• Sonuç bulunamadı

1.8. Araştırmanın Anahtar Kavramları ve Tanımlar

2.1.1. Dil ve Etki Alanları

2.1.1.1. Dil- Kültür

Kültür, bir toplumun davranış biçimleridir. Sosyal adetler, örfler, ortak olan gelenek, görenek, yaşam biçimi, giyim tarzı gibi her türlü maddi ve manevi tutum ve davranışları, teknolojileri, teknik aletleri içinde barındıran bir olgudur.

Kafesoğlu (1998)’na göre “belirli bir topluluğa ait sosyal davranış ve teknik kuruluşlar kültürü meydana getirmektedir” (Kafesoğlu,1998:17).

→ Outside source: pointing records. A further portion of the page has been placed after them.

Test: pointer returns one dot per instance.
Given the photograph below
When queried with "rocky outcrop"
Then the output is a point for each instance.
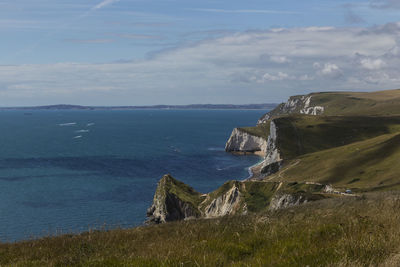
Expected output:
(241, 141)
(175, 200)
(282, 201)
(273, 159)
(228, 203)
(296, 104)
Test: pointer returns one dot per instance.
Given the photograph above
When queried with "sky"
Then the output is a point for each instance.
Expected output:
(145, 52)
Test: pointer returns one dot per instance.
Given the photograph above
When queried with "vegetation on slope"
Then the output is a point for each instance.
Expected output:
(371, 164)
(333, 232)
(302, 134)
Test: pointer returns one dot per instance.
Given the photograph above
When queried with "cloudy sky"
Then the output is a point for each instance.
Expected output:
(141, 52)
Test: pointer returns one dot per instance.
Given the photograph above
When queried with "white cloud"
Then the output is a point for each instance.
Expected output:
(372, 64)
(280, 76)
(105, 3)
(329, 68)
(254, 11)
(279, 59)
(236, 68)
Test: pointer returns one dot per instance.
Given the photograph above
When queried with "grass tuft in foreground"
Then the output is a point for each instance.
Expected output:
(333, 232)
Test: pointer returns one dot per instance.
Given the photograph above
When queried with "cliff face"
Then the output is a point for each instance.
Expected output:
(174, 200)
(241, 141)
(273, 159)
(302, 104)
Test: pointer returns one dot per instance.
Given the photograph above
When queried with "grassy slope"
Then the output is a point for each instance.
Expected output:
(372, 164)
(301, 134)
(375, 103)
(351, 231)
(351, 103)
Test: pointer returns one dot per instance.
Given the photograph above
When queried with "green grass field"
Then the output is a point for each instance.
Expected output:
(349, 231)
(354, 145)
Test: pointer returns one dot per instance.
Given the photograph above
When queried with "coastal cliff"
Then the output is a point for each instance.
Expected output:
(302, 104)
(242, 141)
(175, 200)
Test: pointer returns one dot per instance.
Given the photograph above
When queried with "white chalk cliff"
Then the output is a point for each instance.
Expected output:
(242, 141)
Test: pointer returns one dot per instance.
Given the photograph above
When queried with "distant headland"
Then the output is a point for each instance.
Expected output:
(191, 106)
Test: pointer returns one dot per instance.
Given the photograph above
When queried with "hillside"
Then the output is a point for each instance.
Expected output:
(340, 103)
(325, 195)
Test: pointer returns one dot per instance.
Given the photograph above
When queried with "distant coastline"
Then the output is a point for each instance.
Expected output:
(192, 106)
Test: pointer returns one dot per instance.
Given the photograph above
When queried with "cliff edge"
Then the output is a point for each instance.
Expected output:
(175, 200)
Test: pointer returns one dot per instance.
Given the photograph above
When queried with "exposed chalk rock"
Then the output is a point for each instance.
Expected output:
(245, 142)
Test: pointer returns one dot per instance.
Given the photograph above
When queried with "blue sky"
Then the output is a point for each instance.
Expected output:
(137, 52)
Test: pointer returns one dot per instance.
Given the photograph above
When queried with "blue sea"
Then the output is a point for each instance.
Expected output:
(71, 171)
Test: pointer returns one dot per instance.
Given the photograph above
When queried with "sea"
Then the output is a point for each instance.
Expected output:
(71, 171)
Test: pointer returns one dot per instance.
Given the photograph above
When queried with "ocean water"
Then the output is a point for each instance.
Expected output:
(70, 171)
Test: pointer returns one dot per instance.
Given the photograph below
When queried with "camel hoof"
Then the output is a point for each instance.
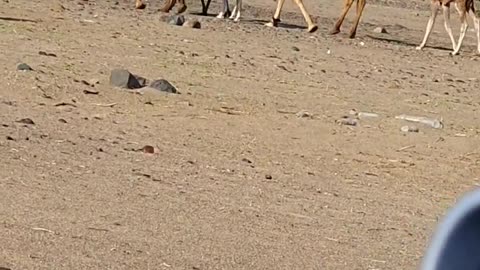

Bir başka ifade ile kültür,insanlar tarafından oluşturulan, dil ve semboller ile kuşaktan kuşağa aktarılan,sürekliği olan öğrenilmiş anlamlar dizgesi veya kültürel eserler yaratma becerisidir.

D’Andrade (1984) kültürü şu şekilde açıklamıştır: “Kültür, doğal dil ve diğer sembol sistemleri aracılığıyla iletilen öğrenilmiş anlamlar sistemi ve belli bir gerçeklik duygusu ve kültürel varlıkları yaratma yeteneğidir” (D’Andrade, 1984: 198).

Kültür, bir toplumun sahip olduğu bilgi, alışkanlık, değerler, davranış biçimleri, düşünce ve zihniyetler gibi maddi ve manevi eserlerin tümüdür. Bu maddi ve manevi

ögeler tıplumdan topluma değişebilir.

Turhan (2002)’a göre; “Kültür, bir cemiyetin sahip olduğu maddi ve manevi kıymetlerden teşekkül eden öyle bir bütündür ki, cemiyet içinde mevcut her nevi bilgiyi, alakaları, itiyatları, kıymet ölçülerini, umumi atidüt, görüş ve zihniyet ile her nevi davranış şekillerini içine alır. Bütün bunlar, birlikte, o cemiyet mensuplarının ekserisinde müşterek olan ve onu diğer cemiyetlerden ayırt eden hususi bir hayat tarzı tenin eder”( Turhan, 2002: 48).

Ziya Gökalp, kültürü sistemli bir şekilde ele almıştır.Kültür ve medeniyetin tanımlarını yapmış benzer ve ayrı noktalarını incelemiştir.

Gökalp’e göre hars(kültür), “halkın an’anelerinden, teamüllerinden, örflerinden, şifahî veya yazılmış edebiyatından, lisanından, musikisinden, dininden, ahlâkından bediî ve iktisadî mahsullerinden ibarettir” (Gökalp, 1966: 109).

Gökalp’e göre, “medeniyet ise beynelmileldir ve yöntem vasıtasıyla ve ferdî istemlerle oluşan sosyal olguların toplamıdır” (Gökalp, 1976: 25).

“Gökalp, kültür ile medeniyeti bir birinden ayırır. Ona göre medeniyet, kültürlerin birleşmesi ile meydana gelir. Hars, millidir medeniyet ise beynelmileldir.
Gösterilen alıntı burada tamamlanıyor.